“Se volvió a escapar” dicen en el mercado del pueblo. Pero, ya lo ha hecho tantas veces en los últimos años, que los cuentos de las fugas del muchachito (con cara de santo de estampita) no enganchan a la chusma.
Pero él impone nuevo tema para sacudir la frazada mortuoria de la siesta pueblerina y sale a la calle a los gritos con un cartel que dice “Muera dios”. La madre lo cacha de una oreja y lo lleva con el cura. El sacerdote los recibe en la vereda de enfrente de la iglesia. Le dice que lo bautizó y le dio la comunión, que ya no tiene más que hacer. La mujer abre la boca, el cura la para en seco, le dice que prefiere no escuchar su pedido de exorcizar al muchacho. La mujer se muerde los labios. El jovenzuelo pinta una sonrisa afilada.
De camino a casa, bajo la severa mirada de los vecinos, la madre le dice al chico que del pueblo no sale hasta que no limpie el alma y lo encierra en el cuarto.
Ella va a la cocina, llora antes de cortar una cebolla y golpea con el cuchillo sobre la tabla, sin tener nada que picar. Las piernas inquietas del muchacho hacen acrobacia por los techos, lleva del hombro un morral donde metió varias hojas con poemas de su autoría. Pisa la calle, corre, llega a la estación. Sube al primer tren que va a Paris y, antes de partir, el Guarda lo baja porque no tiene boleto. El Jefe de la estación da aviso a las milicias y queda detenido.

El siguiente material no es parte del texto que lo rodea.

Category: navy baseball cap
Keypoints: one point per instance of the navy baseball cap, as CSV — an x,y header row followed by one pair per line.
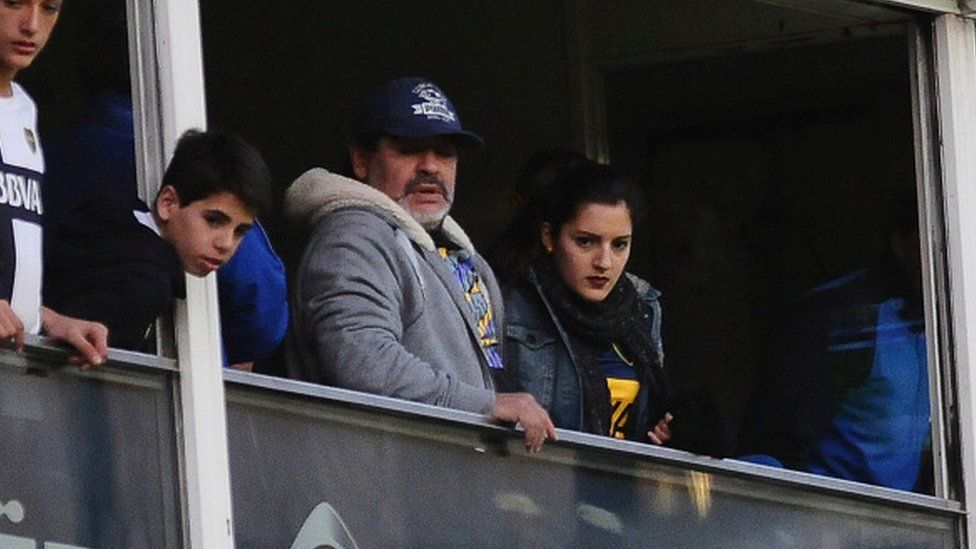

A las semanas, regresa a su casa. Al pasar por el living, el padre levanta la vista y vuelve a su tarea de traducir el Corán al Francés (misión que el veterano de guerra se prometió cumplir mientras peleaba en Argelia). Durante semanas, dentro de esa casa, padre e hijo escriben, pero el alma de sus plumas, siquiera se rozan.
El jovencito vuelve a escapar: boleto en mano, bolsillos vacíos y con el morral lleno de poemas llega a Paris. Conoce escritores y respira con placer el aire de insurgencia.
Un reconocido escritor queda tan maravillado por la producción del muchacho que le envía el pasaje para regresar a Paris y albergarlo, junto a su esposa e hijos, en su casa.
Con diecisiete años, el muchacho retorna a
Los halagos no lo sosiegan. El consumo de hachís y absenta potencian su irreverencia. Los intelectuales ya no lo soportan. Sus piernas le dicen que hay que moverse y retorna a su casa familiar. Vuelve a no soportar la estadía en el pueblo y fuga a Paris. En Paris se reencuentra con el amigo poeta, ese que lo había albergado en su casa, el que estaba casado con hijos. Lo seduce con su belleza y lo sube a la loca carrera de sus piernas: huyen a Londres. Alcohol y hachís aceleran la fuerza centrífuga de una relación tormentosa que dispara a cada uno a un punto distinto del mapa. A las semanas, los caminos los encuentran en Bruselas, donde un balazo en la mano, disparado por su amante, lleva a este a la cárcel y al muchacho, a regresar, con las piernas cansadas, a su pueblo y la opresión de la casa familiar.
El muchacho, poeta y genio, ya es archi-conocido y preferido bien lejos, por todos.
Las piernas se mueven solas, “moverse es sobrevivir”, dijo mientras dejaba detrás de sí, una vez más, la gris postal del pueblo. Viajó a Londres, buscó un trabajo de esos que le darían independencia económica y libertad para que sus piernas vayan, donde quieran. Los horarios de oficina, el éxito en los negocios, solo fueron birlados por lo que sería su última producción literaria.
A los veintiún años de edad, enterado de la excarcelación del ex-amante (ese que le había descerrajado un tiro), escapó de Londres para encontrarlo en Alemania. A él, le entregó su escrito final, allí fue su último encuentro.
Hasta los treinta y siete años, dedica su vida a los negocios (esclavos y armas, incluido), y no para de viajar. Hasta que, en Etiopía, una de las piernas le duele, deja de pedir por más caminos. Visita al médico, le dice que tiene mil millones de rutas por andar, que le tiene que arreglar esa rodilla. No conforme con la cara de “le acompaño el sentimiento” del doctor, viaja a Francia. El estado avanzado del mal de su rodilla obliga la amputación. Él descubre, desde la altura de una almohada, su pierna mocha.
El corazón insurgente del poeta calla, unos meses después, mientras él mira el puerto de Marsella, y sus piernas fantasmas empiezan a moverse solas y, un 10 de noviembre de 1891, Arthur Rimbaud huye del agobio de esta tierra.